Sharvari Bhagwat, PhD: No relevant disclosure to display
Introduction: IgG is the most abundant immunoglobulin and the most prevalent autoantibody isotype. In autoimmune diseases such as Myasthenia Gravis (MG), pathogenic autoantibodies, including IgG, bind endogenous self-proteins and impair functionality or cause toxicity. FcRn inhibitors efficiently and profoundly reduce serum IgG levels in clinical settings. Reduced serum IgG levels strongly correlate with reduced pathogenic autoantibodies and disease improvement1. However, IgG-based FcRn inhibitors drive accelerated clearance of self.
INBRX-140 is engineered as a highly selective FcRn inhibitor that exploits albumin binding for FcRn-mediated recycling to reduce dosing frequency and improve patient outcomes.

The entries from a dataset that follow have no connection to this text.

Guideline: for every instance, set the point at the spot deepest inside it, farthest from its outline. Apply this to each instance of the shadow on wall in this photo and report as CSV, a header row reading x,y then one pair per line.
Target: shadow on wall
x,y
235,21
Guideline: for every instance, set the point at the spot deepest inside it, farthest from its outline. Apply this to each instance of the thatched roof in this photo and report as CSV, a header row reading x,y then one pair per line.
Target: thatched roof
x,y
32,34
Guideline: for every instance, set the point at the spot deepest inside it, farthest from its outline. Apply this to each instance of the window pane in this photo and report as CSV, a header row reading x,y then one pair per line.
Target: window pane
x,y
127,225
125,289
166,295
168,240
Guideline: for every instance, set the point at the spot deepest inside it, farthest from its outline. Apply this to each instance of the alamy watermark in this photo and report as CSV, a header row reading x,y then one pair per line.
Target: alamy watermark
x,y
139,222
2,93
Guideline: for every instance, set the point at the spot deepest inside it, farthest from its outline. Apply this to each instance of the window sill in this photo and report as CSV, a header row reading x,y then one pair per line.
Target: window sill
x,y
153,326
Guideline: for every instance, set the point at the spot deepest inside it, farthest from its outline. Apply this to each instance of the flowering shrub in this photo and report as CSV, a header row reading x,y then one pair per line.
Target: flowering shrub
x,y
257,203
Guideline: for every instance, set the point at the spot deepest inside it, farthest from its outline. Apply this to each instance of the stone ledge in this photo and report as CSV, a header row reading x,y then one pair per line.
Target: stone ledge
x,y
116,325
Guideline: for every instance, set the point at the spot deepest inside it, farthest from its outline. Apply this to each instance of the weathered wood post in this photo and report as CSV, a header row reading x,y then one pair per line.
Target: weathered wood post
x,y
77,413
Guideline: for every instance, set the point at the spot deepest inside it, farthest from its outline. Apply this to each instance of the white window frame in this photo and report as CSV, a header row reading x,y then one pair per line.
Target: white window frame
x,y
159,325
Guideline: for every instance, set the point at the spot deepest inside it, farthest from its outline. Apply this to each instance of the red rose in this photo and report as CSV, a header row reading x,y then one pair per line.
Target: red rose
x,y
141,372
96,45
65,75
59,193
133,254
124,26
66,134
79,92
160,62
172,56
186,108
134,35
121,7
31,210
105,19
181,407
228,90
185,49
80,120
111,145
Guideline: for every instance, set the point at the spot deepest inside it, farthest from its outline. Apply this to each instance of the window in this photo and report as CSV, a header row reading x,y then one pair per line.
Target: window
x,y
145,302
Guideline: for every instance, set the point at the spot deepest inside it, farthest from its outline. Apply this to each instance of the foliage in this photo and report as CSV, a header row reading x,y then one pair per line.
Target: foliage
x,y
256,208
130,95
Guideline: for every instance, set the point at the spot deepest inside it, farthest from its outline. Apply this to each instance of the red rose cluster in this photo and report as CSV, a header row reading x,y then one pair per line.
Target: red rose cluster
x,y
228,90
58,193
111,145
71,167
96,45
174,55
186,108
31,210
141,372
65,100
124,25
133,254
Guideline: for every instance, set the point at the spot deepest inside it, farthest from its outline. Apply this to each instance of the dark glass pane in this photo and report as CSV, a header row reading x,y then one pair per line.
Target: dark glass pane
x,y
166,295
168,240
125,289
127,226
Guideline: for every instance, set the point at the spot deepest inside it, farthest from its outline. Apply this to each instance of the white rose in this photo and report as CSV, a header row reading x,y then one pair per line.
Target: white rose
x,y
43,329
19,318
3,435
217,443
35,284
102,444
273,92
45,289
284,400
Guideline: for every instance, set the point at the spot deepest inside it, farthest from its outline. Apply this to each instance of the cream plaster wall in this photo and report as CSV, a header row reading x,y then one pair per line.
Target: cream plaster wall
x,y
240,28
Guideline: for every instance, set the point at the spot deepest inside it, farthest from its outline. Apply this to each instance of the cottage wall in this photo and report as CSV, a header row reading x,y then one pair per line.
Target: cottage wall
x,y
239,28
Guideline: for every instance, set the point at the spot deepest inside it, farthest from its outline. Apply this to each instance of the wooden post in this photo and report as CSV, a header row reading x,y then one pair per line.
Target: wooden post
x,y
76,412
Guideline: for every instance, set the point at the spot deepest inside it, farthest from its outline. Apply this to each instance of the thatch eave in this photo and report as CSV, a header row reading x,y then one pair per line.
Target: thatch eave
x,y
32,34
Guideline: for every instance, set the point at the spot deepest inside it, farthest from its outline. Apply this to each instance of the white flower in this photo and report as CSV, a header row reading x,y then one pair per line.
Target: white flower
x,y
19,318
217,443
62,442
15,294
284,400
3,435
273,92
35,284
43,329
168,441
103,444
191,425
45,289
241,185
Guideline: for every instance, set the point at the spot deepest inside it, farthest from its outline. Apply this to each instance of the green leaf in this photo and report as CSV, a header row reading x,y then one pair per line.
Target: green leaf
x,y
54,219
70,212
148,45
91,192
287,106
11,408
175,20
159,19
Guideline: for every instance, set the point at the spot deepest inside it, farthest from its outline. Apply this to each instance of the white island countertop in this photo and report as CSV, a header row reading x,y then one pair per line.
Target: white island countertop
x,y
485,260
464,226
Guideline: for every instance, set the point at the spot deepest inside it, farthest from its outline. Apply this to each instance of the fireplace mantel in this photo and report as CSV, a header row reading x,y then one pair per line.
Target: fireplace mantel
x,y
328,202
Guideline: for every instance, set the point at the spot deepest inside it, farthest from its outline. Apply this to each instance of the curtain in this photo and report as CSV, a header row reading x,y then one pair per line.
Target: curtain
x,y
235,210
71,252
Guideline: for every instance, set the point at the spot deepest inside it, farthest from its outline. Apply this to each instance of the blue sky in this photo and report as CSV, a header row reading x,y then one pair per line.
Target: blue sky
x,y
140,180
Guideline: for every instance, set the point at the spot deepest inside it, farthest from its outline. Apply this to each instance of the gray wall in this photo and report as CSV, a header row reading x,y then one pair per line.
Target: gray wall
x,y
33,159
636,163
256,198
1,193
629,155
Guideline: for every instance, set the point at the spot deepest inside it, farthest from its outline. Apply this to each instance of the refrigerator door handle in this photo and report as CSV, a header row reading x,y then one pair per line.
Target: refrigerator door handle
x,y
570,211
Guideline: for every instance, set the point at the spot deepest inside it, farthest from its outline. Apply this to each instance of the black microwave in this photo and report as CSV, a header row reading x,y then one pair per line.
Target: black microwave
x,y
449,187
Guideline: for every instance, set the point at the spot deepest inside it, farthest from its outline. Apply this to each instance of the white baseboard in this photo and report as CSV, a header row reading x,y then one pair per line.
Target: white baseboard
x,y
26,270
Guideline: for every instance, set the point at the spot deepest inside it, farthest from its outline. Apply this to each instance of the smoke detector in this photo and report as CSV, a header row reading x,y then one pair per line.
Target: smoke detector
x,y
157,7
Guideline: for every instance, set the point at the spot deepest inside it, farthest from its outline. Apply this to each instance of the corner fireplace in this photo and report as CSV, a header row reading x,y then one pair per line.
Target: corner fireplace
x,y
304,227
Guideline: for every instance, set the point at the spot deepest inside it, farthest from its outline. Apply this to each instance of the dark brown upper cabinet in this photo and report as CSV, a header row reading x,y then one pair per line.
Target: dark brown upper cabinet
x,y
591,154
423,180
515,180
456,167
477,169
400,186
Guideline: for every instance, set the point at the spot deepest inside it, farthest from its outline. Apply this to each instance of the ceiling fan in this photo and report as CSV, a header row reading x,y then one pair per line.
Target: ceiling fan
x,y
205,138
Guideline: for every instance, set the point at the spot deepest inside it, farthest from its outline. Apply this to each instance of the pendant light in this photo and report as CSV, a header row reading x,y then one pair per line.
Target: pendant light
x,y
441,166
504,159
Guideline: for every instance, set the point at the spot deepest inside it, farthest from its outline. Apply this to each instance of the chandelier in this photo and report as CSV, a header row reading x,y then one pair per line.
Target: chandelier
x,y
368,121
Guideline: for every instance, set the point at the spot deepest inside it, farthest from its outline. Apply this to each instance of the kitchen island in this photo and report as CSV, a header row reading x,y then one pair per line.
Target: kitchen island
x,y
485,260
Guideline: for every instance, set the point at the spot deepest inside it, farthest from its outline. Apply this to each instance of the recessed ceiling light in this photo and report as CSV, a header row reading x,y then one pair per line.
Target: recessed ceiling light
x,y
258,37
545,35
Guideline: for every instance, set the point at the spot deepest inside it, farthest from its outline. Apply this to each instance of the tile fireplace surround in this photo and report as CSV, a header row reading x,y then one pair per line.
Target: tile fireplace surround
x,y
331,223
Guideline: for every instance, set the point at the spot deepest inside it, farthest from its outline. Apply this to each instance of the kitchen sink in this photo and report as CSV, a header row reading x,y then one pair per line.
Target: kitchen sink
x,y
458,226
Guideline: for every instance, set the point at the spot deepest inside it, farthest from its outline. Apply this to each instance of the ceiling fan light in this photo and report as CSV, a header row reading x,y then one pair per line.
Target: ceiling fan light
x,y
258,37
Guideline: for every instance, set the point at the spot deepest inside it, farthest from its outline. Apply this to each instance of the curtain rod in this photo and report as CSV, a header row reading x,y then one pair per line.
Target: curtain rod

Objectives: The pharmacokinetics (PK) of INBRX-140 and the relationship between INBRX-140 dosing and serum IgG levels in cynomolgus monkeys were explored. Simulations were conducted to predict steady-state exposures in humans and determine the appropriate dosing regimens that would enable target IgG depletion over the dosing period.
Methods: The PK of INBRX-140 in cynomolgus monkeys and corresponding IgG levels were characterized following single or multiple (two doses given three weeks apart) doses of 0.2, 2, 20, 40, 70, or 100 mg/kg via IV infusion or subcutaneous injection. Compartmental modeling of serum INBRX-140 PK and IgG data was performed. The PK-PD model parameters were translated appropriately to obtain human PK-PD parameter estimates. Standard allometric scaling protocols and literature-based calibrations were used to obtain a range of human PK parameters.
The human parameter estimates were used to simulate steady-state IgG levels at various doses and regimens to estimate a suitable dose that would maintain adequate IgG depletion when administered monthly.
Results: INBRX-140 PK increased with dose across the dose range of 0.2 to 100 mg/kg following IV infusion of INBRX-140. The concentration-time profiles indicated target-mediated drug disposition (TMDD). A 2-compartment PK model with linear and target-mediated clearance was used to describe the data. The simultaneous fitting of PK and IgG data adequately described IgG levels.
Concentration-time profiles of INBRX-140 and IgG were simulated at various doses using the range of estimated human parameters.
Conclusions: The prolonged systemic half-life of INBRX-140 enables dosing on a once-every-four-week schedule while reducing IgG levels. Simulated IgG profiles were used to identify doses and regimens required to achieve target IgG depletion.
Citations: [1] Patel DD, Bussel JB. Neonatal Fc receptor in human immunity: Function and role in therapeutic intervention. J Allergy Clin Immunol. 2020 Sep;146(3):467-478. doi: 10.1016/j.jaci.2020.07.015. PMID: 32896307.